"What are you after?"

"Partridge," Jombateeste ventured back.

Jeff could not resist the desire to scoff which always came upon him at sight of the Canuck. "Oh, pshaw! Why don't you go for woodchucks? They fly low, and you can hit them on the wing, if you can't sneak on 'em sitting."

Jombateeste received his raillery in dignified silence, and turned back into the woods again. He left Durgin in heightened good-humor with himself and with the world, which had finally so well adapted itself to his desires and designs.

Jeff watched his resentful going with a grin, and then threw himself back on the thick bed of dry moss where he had been sitting, and watched the clouds drifting across the space of blue which the clearing opened overhead. His own action reminded him of Jackson, lying in the orchard and looking up at the sky. He felt strangely at one with him, and he experienced a tenderness for his memory which he had not known before. Jackson had been a good man; he realized that with a curious sense of novelty in the reflection; he wondered what the incentives and the objects of such men as Jackson and Westover were, anyway. Something like grief for his brother came upon him; not such grief as he had felt, passionately enough, though tacitly, for his mother, but a regret for not having shown Jackson during his life that he could appreciate his unselfishness, though he could not see the reason or the meaning of it. He said to himself, in their safe remoteness from each other, that he wished he could do something for Jackson. He wondered if in the course of time he should get to be something like him. He imagined trying.

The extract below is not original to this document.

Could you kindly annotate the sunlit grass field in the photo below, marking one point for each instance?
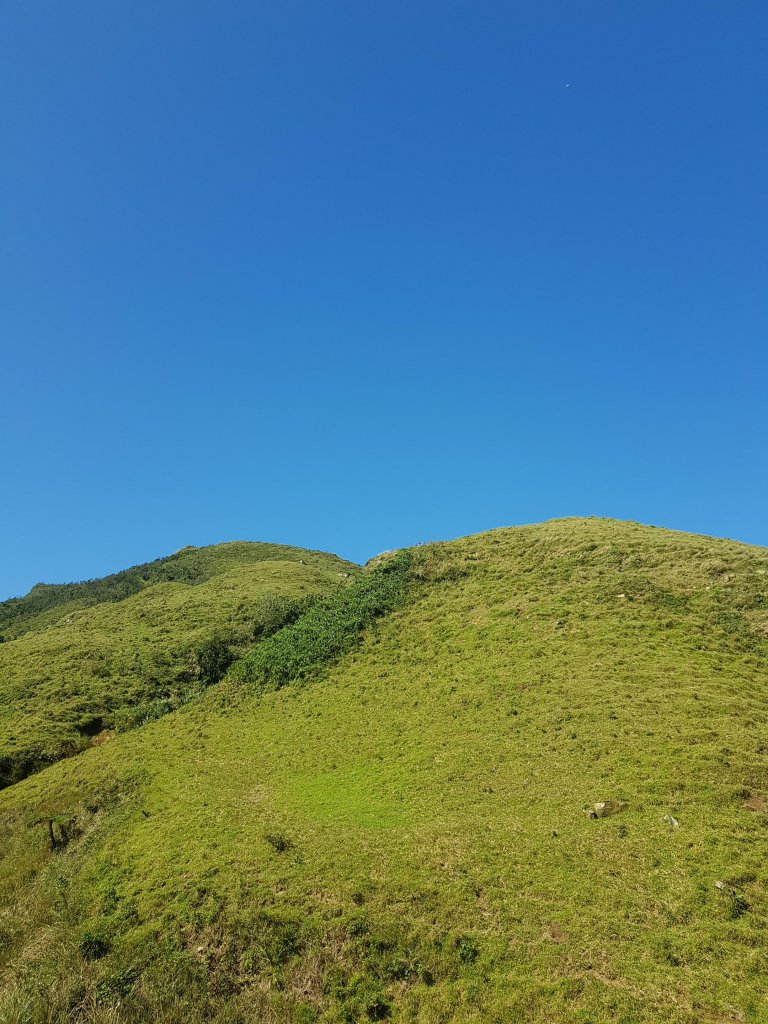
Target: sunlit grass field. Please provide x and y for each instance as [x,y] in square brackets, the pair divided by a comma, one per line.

He heard sounds again in the edge of the clearing, but he decided that it was that fool Jombateeste coming back; and when steps approached softly and hesitantly across the moss, he did not trouble himself to take his eyes from the clouds. He was only vexed to have his revery broken in upon.

A voice that was not Jombateeste's spoke: "I say! Can you tell me the way to the Brooker Institute, or to the road down the mountain?"

Jeff sat suddenly bolt-upright; in another moment he jumped to his feet. The Brooker Institute was a branch of the Keeley Cure recently established near the Huddle, and this must be a patient who had wandered from it, on one of the excursions the inmates made with their guardians, and lost his way. This was the fact that Jeff realized at the first glance he gave the man. The next he recognized that the man was Alan Lynde.

"Oh, it's you," he said, quite simply. He felt so cruelly the hardship of his one unforgiven enemy's coming upon him just when he had resolved to be good that the tears came into his eyes. Then his rage seemed to swell up in him like the rise of a volcanic flood. "I'm going to kill you!" he, roared, and he launched himself upon Lynde, who stood dazed.

But the murder which Jeff meant was not to be so easily done. Lynde had not grown up in dissolute idleness without acquiring some of the arts of self-defence which are called manly. He met Jeff's onset with remembered skill and with the strength which he had gained in three months of the wholesome regimen of the Brooker Institute. He had been sent there, not by Dr. Lacy's judgment, but by his despair, and so far the Cure had cured. He felt strong and fresh, and the hate which filled Jeff at sight of him steeled his shaken nerves and reinforced his feebler muscles, too.